The final cog of KNP revolves around community partnerships through programs like Victory Gardens or Tray it Forward. At the heart of both is F.E.E.D. Kearsarge – Food Expansion, Education and Distribution – which connects KNP with Colby Sawyer College,
Spring Ledge Farm and myriad local food pantries. These organizations come together to help combat food insecurity through grassroots food growing.
The Victory Gardens, a term that originated during World War II when Americans were urged to grow their own food to ease the supply chain, started months after KNP was established. Their main purpose was to help manage community food shortages at the outset of the COVID-19 pandemic through cultivation education. Today, there are three Victory Gardens located at food pantries in Warner, Bradford and on the Colby Sawyer campus.
“The
biggest thing is educating people about how easy it is and how cost-effective it can be to grow your own vegetables,” said Andy Jeffrey, a KNP board member and instrumental voice in the organization’s fight against regional food insecurity. “In the fall when there are bountiful harvests that are beyond the capacity of people to pick themselves, we’re able to bring all that excess food to the Kearsarge Food Hub, which in turn distributes them out to the pantries. It’s been a wonderful collaboration.”

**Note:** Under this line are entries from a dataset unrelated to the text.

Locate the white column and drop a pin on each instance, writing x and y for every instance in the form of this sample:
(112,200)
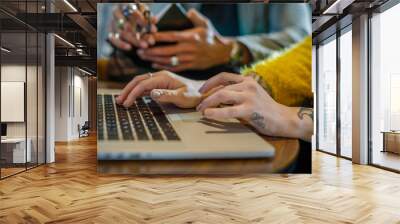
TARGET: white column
(360,90)
(50,98)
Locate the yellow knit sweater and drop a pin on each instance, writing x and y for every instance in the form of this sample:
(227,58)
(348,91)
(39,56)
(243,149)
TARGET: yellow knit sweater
(286,75)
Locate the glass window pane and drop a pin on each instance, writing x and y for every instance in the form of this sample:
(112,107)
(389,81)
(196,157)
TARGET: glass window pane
(15,151)
(327,97)
(346,94)
(385,114)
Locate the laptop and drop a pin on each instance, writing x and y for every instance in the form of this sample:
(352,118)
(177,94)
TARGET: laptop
(151,131)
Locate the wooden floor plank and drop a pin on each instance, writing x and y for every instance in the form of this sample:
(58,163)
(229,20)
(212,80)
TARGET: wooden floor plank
(71,191)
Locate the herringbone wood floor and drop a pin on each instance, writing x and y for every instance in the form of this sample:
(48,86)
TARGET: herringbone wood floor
(70,191)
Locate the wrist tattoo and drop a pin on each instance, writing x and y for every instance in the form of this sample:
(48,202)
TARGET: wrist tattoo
(303,111)
(258,120)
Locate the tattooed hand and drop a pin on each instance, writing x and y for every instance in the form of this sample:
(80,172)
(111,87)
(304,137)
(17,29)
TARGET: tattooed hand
(250,102)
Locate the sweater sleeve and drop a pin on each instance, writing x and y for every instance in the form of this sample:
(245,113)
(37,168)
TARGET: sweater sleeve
(286,75)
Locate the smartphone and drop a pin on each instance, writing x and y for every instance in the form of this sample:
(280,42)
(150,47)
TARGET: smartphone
(172,18)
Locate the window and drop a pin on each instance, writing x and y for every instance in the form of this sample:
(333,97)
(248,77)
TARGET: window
(346,75)
(385,88)
(327,96)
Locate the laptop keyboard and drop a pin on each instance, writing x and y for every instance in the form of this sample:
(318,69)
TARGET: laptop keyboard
(144,120)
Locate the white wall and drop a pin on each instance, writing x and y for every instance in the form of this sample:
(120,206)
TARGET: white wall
(70,83)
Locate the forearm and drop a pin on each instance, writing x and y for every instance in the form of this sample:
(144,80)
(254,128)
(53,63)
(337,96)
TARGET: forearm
(297,122)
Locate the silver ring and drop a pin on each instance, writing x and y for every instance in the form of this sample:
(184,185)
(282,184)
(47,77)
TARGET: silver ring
(174,61)
(120,24)
(115,35)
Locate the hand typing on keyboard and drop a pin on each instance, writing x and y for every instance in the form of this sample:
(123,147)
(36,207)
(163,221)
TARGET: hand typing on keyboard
(247,101)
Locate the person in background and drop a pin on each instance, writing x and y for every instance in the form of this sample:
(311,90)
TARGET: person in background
(274,95)
(246,33)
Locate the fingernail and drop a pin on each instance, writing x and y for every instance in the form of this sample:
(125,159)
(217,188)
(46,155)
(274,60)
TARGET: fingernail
(143,44)
(201,89)
(198,108)
(151,41)
(155,94)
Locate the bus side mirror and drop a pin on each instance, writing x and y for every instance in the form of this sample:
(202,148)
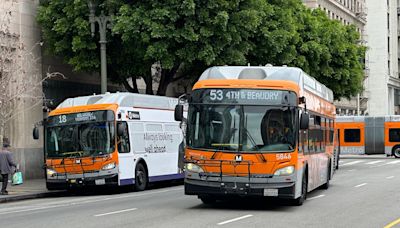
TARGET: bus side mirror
(35,133)
(178,112)
(121,129)
(304,121)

Jeffrey also helps orchestrate the Tray It Forward program, where KNP, Spring Ledge Farm and Colby Sawyer College work together to deliver seedling trays to people in the region. They also provide compost and instructions on how to plant the seedlings to ensure a
quality return.
“This year was our third year and we distributed 400 trays of vegetable seedlings to people within our region with food security issues,” he said. “Each tray contained 24 vegetable seedlings that were fully sown and ready to be planted, which all was done by Greg Berger up at Spring Ledge.”
One of KNP’s newer programs, Kars for Kearsarge, started this past October after advocates saw a consistent need for transportation among neighbors. It sees KNP partner with KREM and other community members to help give neighbors a vehicle.
“If individuals can get a car, it makes them much more able to stay employed and so many other things,” said coordinator Becky Rockwell. “To have that sense of independence. To not have to depend on people to go get groceries. Things like that.”
So far, Kars for Kearsarge has provided five cars to the community through donations. The work isn’t over once the car is delivered, though. Advocates will remain in touch with the recipient to make sure that it’s enhancing their life rather than becoming another burden.
“We maintain contact with them because we definitely want the car to be a blessing and we don’t want it to be a negative in their life,” Rockwell said. “Like ‘oh my gosh, I can’t afford the gas. oh my gosh, I need to have an oil change’ or whatever. We want to make sure that their situation is such that a car would be a positive in their life.”
KNP’s future may lie in housing projects and other initiatives, but the end goal is simple: stopping.
“My idea of success is that so many connections are created in the community that we’re not needed anymore. I’d be thrilled if we weren’t needed and we just went away because everybody’s talking and connecting and caring about each other,” said Allenby. “I think in our vision we said that we want a community where people have spiritual, relational and financial or material wholeness. That’s the goal.”